I would like to duplicate your testing.
-
This is the /etc/fstab entry:
\\MyServer\MyShare /mnt/win cifs user,uid=500,rw,suid,username=MyUser,password=MyPasswd 0 0
I believe it's actually SMB (over port 445). Of course, Windows is far less transparent regarding the protocol it's negotiating.

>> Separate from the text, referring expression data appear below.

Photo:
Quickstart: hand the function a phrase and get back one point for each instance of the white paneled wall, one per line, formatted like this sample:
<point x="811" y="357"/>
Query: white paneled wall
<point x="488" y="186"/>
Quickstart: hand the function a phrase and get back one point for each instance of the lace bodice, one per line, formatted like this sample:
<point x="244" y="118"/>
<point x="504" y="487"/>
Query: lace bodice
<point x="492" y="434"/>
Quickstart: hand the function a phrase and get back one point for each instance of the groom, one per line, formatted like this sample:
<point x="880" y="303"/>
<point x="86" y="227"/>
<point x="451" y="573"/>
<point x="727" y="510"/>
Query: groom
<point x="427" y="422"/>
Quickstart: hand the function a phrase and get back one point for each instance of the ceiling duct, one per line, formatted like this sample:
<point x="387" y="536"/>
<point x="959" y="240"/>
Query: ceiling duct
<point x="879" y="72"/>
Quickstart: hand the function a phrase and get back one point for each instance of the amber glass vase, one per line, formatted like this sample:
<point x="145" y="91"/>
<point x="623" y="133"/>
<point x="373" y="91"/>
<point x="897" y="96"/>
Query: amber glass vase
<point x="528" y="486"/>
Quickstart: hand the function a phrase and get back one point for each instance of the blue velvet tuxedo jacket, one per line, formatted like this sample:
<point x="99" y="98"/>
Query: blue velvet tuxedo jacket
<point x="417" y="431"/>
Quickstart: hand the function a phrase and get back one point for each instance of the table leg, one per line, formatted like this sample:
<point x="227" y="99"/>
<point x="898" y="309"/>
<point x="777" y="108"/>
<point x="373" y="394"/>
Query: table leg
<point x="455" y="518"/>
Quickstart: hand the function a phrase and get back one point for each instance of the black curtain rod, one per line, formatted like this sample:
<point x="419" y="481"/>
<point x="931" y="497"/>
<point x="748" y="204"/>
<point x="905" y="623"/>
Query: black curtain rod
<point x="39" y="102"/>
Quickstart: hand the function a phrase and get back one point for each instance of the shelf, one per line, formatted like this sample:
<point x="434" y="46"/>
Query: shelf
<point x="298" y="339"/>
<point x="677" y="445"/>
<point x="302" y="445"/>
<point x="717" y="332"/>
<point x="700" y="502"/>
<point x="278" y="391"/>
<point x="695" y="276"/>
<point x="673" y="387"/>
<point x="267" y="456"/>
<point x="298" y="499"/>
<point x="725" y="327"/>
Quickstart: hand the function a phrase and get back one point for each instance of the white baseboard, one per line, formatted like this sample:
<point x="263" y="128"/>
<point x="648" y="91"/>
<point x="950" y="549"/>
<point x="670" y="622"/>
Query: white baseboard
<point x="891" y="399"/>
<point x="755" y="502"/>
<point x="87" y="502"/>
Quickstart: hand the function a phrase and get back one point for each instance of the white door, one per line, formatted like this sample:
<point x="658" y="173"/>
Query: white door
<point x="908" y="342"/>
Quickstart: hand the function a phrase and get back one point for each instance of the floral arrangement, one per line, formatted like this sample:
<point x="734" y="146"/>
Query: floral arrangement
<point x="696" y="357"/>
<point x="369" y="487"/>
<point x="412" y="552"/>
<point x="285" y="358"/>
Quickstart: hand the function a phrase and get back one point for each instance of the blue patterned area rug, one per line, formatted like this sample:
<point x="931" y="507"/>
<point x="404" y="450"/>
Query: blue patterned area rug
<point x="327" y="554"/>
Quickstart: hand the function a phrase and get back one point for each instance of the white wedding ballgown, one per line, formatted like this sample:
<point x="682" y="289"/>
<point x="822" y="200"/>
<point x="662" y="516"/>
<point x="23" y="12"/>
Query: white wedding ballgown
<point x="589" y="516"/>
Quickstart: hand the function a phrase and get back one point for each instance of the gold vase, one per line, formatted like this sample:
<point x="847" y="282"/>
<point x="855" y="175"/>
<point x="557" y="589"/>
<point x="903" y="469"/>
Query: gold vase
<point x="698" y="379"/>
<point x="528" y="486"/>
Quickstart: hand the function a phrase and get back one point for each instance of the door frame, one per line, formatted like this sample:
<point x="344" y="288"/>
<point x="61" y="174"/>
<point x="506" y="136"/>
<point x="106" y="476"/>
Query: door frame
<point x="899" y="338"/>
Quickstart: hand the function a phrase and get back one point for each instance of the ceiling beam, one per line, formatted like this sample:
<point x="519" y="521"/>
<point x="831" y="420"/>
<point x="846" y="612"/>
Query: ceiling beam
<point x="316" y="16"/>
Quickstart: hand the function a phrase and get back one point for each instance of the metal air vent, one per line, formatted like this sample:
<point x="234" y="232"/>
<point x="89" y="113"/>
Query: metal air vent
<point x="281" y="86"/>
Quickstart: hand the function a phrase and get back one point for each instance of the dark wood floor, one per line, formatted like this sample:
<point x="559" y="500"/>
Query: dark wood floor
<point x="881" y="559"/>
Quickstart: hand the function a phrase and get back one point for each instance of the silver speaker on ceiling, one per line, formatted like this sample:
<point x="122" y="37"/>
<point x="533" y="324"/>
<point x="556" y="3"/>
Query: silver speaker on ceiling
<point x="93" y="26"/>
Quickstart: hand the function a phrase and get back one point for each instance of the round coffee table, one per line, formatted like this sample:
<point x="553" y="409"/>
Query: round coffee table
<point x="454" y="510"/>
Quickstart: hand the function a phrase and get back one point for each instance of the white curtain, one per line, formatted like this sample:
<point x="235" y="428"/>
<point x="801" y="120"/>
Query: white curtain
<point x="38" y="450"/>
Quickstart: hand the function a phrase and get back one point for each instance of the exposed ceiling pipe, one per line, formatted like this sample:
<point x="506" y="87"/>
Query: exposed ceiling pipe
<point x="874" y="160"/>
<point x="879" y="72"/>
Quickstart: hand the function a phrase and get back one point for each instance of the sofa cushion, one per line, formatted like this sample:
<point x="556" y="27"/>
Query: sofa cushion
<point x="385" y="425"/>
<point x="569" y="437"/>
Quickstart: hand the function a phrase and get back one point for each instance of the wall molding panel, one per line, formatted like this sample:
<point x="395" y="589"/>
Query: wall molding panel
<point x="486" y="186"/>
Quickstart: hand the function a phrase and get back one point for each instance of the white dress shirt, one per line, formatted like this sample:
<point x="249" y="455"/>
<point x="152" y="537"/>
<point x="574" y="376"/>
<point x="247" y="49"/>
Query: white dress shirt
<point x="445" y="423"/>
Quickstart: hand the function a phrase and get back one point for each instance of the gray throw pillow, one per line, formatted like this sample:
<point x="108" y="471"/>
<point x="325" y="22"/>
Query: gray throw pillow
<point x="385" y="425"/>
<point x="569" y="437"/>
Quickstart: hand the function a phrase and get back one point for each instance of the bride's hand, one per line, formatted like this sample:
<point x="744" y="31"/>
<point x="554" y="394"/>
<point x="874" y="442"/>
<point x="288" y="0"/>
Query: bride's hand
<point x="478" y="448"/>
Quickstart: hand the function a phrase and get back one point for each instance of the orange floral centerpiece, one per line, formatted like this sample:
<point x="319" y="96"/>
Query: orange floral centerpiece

Wireshark reports the following SMB Service Response Time Statistics:
SMB Commands Index Procedure Calls Min SRT Max SRT Avg SRT 47 Write AndX 1000 0.007591 0.058489 0.016606 50 Trans2 4 0.000328 0.025732 0.006738 4 Close 1 0.000463 0.000463 0.000463 5 Flush 1 0.000230 0.000230 0.000230 Transaction 2 Sub-Commands Index Procedure Calls Min SRT Max SRT Avg SRT 8 SET_FILE_INFO 2 0.000328 0.000410 0.000369 5 QUERY_PATH_INFO 1 0.000481 0.000481 0.000481 6 SET_PATH_INFO 1 0.025732 0.025732 0.025732
It also gives the following overall statistics:
Avg. packets/sec 1201.671 Avg. packet size 995 bytes Bytes 70666546 Avg. bytes/sec 1195960.346 Avg. Mbit/sec 9.5868
-
It just occurred to me that I had a traffic shaper enabled, specifically CODELQ. I tried to delete those queues, but after applying changes I lost all connectivity with the box. I used the console to restore to a point before I delete and then restarted the box. After I got control back I deleted it again, and this time they are gone and the box is still running.
I repeated the CIFS test and the performance problem seems to have been resolved. But now the question turns to why would the traffic shaper do that?